I am looking for a mechanism to dynamically disable cores in Linux in order to minimize power consumption.

Unfortunately, disabling cores using the following simple approach actually increases power, based on readings from a Watts Up? Pro measuring total system power:

echo 0 > /sys/devices/system/cpu/cpu7/online

My experience seems to be confirmed by others (although this bug has been marked "CLOSED PATCH_ALREADY_AVAILABLE"):
https://bugzilla.kernel.org/show_bug.cgi?id=5471

Since the machine is unloaded, I want all but one of the cores (or perhaps two "cores", since the CPU is hyper-threaded) to be in the deepest possible sleep state. This does not seem to be happening on its own, based on the output of acpitool:

Processor ID           : 7
Bus mastering control  : no
Power management       : yes
Throttling control     : no
Limit interface        : no
Active C-state         : C0
C-states (incl. C0)    : 3
Usage of state C1      : 899 (99.3 %)
Usage of state C2      : 6 (0.7 %)

BTW, one point of confusion for me is that acpitool and /proc/acpi seem to disagree about the available C-states, or perhaps they use different naming schemes.

$ cat /proc/acpi/processor/CPU7/power 
active state:            C0
max_cstate:              C8
maximum allowed latency: 2000000000 usec
states:
    C1:                  type[C1] promotion[--] demotion[--] latency[001] usage[00000000] duration[00000000000000000000]
    C2:                  type[C2] promotion[--] demotion[--] latency[017] usage[00001248] duration[00000000001877531423]
    C3:                  type[C3] promotion[--] demotion[--] latency[017] usage[00000006] duration[00000000000012580727]

This seems to indicate that there are 4 C-states (C0-C3), but acpitool only reports 3 C-states.


Really this boils down to two questions:

  1. Is there a (safe) way to force individual cores into a specific sleep state (C-state), and force them to remain there until I explicitly wake them up?
  2. Alternatively, how can I improve the ability of the OS to automatically put cores into deeper sleep states more consistently?

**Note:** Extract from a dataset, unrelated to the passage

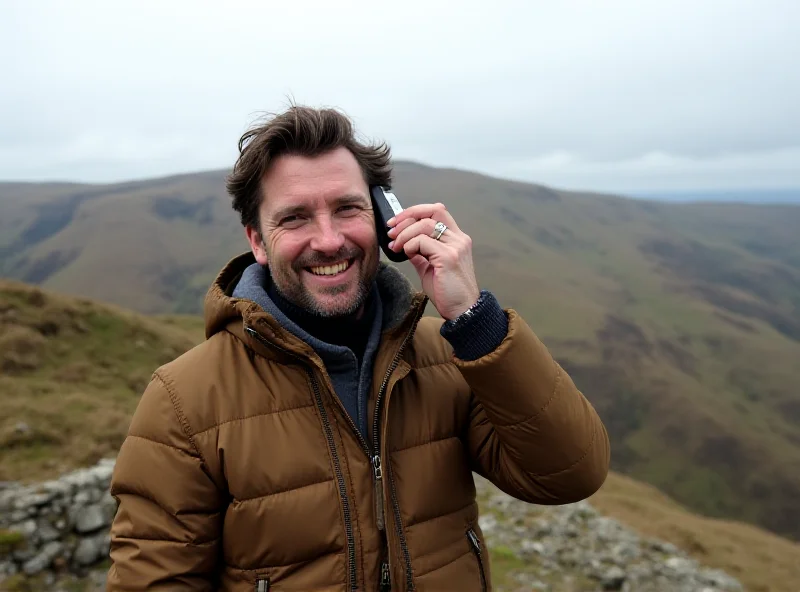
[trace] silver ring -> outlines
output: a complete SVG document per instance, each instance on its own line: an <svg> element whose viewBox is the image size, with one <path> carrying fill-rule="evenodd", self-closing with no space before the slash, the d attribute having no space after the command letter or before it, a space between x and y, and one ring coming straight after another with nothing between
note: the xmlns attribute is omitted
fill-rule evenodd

Note that the latency of waking up from deeper sleep states is not a concern. FWIW, I am running Ubuntu 10.04.3 (kernel 2.6.32-38) on an Intel i7 920.

Best Answer

The methods to limit C-states above will all be permanent (until the system is rebooted). If you would like to have a system have extremely low latency during certain hours, but want more power savings at other times, there is a method to dynamically control which C-states are used.

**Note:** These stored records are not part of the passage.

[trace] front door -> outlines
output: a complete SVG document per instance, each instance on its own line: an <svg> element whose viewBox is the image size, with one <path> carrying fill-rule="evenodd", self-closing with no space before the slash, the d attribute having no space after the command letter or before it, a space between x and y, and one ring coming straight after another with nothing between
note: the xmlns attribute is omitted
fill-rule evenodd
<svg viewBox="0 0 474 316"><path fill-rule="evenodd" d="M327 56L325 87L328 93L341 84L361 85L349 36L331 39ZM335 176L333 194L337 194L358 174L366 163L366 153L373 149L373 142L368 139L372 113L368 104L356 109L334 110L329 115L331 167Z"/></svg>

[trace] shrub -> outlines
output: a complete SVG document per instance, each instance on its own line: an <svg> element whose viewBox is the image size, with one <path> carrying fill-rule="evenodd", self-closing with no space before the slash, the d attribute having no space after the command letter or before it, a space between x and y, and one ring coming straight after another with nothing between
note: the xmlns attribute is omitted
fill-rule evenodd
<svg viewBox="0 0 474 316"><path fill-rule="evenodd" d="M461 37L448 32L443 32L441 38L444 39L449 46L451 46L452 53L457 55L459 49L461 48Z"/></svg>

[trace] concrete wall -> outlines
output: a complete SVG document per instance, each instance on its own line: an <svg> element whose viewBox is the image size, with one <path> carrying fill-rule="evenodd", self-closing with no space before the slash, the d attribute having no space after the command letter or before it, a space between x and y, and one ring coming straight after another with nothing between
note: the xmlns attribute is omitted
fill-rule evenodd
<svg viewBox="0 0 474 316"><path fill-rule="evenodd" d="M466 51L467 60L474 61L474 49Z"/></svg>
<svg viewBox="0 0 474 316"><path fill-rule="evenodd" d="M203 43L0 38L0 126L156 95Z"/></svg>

To dynamically control C-states, open the file /dev/cpu_dma_latency and write the maximum allowable latency to it. This will prevent C-states with transition latencies higher than the specified value from being used, as long as the file /dev/cpu_dma_latency is kept open. Writing a maximum allowable latency of 0 will keep the processors in C0 (like using kernel parameter “idle=poll”), and writing a low value (usually 5 or lower) should force the processors to C1 when idle. The exact value needed to restrict processors to the C1 state depends on various factors such as which idle driver you are using, which CPUs you are using, and possibly the ACPI tables in your system. Higher values could also be written to restrict the use of C-states with latency greater than the value written. The value used should correspond to the latency values in /sys/devices/system/cpu/cpuX/cpuidle/stateY/latency (where X is the CPU number and Y is the idle state)—CPU idle states that have a greater latency than written to /dev/cpu_dma_latency should not be used.

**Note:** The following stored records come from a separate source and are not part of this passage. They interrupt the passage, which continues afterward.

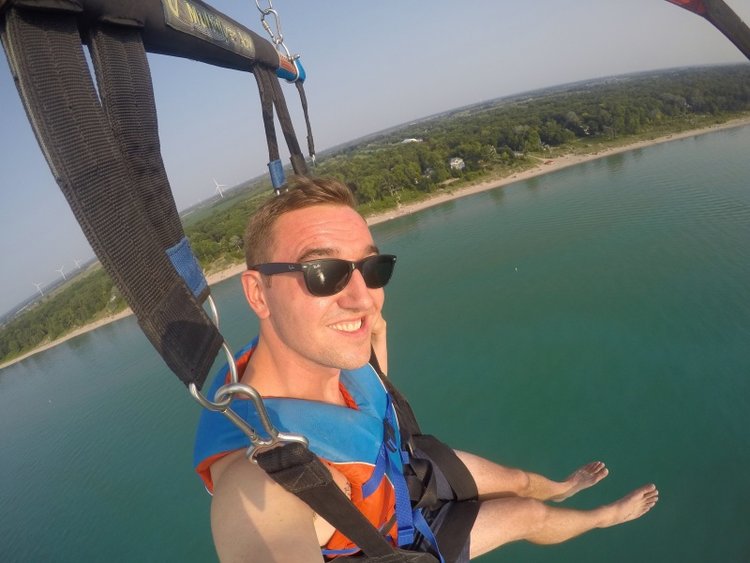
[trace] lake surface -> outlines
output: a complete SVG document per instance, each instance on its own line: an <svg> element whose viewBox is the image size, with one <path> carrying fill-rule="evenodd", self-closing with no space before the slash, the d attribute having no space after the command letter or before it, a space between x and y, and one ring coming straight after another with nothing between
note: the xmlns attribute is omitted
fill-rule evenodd
<svg viewBox="0 0 750 563"><path fill-rule="evenodd" d="M486 562L750 560L750 127L375 227L391 377L423 428L646 517ZM257 328L214 290L237 349ZM0 561L215 561L199 407L126 319L0 371Z"/></svg>

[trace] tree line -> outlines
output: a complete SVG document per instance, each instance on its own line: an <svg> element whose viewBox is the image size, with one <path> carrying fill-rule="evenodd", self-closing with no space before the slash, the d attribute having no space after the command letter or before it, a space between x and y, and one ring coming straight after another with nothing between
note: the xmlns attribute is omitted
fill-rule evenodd
<svg viewBox="0 0 750 563"><path fill-rule="evenodd" d="M352 143L314 171L346 182L364 212L506 176L570 151L594 152L638 136L721 122L750 111L750 65L621 76L493 100ZM452 159L462 166L451 167ZM455 161L454 161L455 162ZM264 182L265 183L265 182ZM451 186L452 187L452 186ZM258 186L186 226L204 269L242 260L249 215L269 190ZM67 286L0 329L0 361L125 307L103 270Z"/></svg>
<svg viewBox="0 0 750 563"><path fill-rule="evenodd" d="M51 342L99 317L126 307L125 300L101 268L47 295L0 331L0 361Z"/></svg>
<svg viewBox="0 0 750 563"><path fill-rule="evenodd" d="M451 177L507 175L529 157L700 127L748 110L747 64L617 77L456 110L352 145L318 173L349 182L361 203L403 201ZM464 169L451 169L452 158Z"/></svg>

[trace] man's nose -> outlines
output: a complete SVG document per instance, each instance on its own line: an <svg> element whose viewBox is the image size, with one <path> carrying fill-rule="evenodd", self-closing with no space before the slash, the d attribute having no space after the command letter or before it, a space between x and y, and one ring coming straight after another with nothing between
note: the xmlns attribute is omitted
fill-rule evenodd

One simple way to do this is by compiling a simple program that will write to this file, and stay open until it is killed. An example of such a program is below, and can be compiled by cutting and pasting the code into a file called setcpulatency.c, and running “make setcpulatency”. So, to minimize latency during certain hours, say from 8AM until 5PM, a cron job could be set up to run at 8AM. This cron job could run setcpulatency in the background with an argument of 0, with a cron table entry like this:

00 08 * * * /path/to/setcpulatency 0 &

Then, at 5PM, another cron job could kill any program that’s holding /dev/cpu_dma_latency open:

00 17 * * * kill -9 `lsof –t /dev/cpu_dma_latency`

Of course, this is just an example to show how C-states can be dynamically controlled... the crond service is often disabled in low latency environments, but these steps could be taken manually or run by other means.

#include <stdio.h>
#include <fcntl.h>

int main(int argc, char **argv) {
   int32_t l;
   int fd;

   if (argc != 2) {
      fprintf(stderr, "Usage: %s <latency in us>\n", argv[0]);
      return 2;
   }

   l = atoi(argv[1]);
   printf("setting latency to %d us\n", l);

   fd = open("/dev/cpu_dma_latency", O_WRONLY);

   if (fd < 0) {
      perror("open /dev/cpu_dma_latency");
      return 1;
   }

   if (write(fd, &l, sizeof(l)) != sizeof(l)) {
      perror("write to /dev/cpu_dma_latency");
      return 1;
   }
}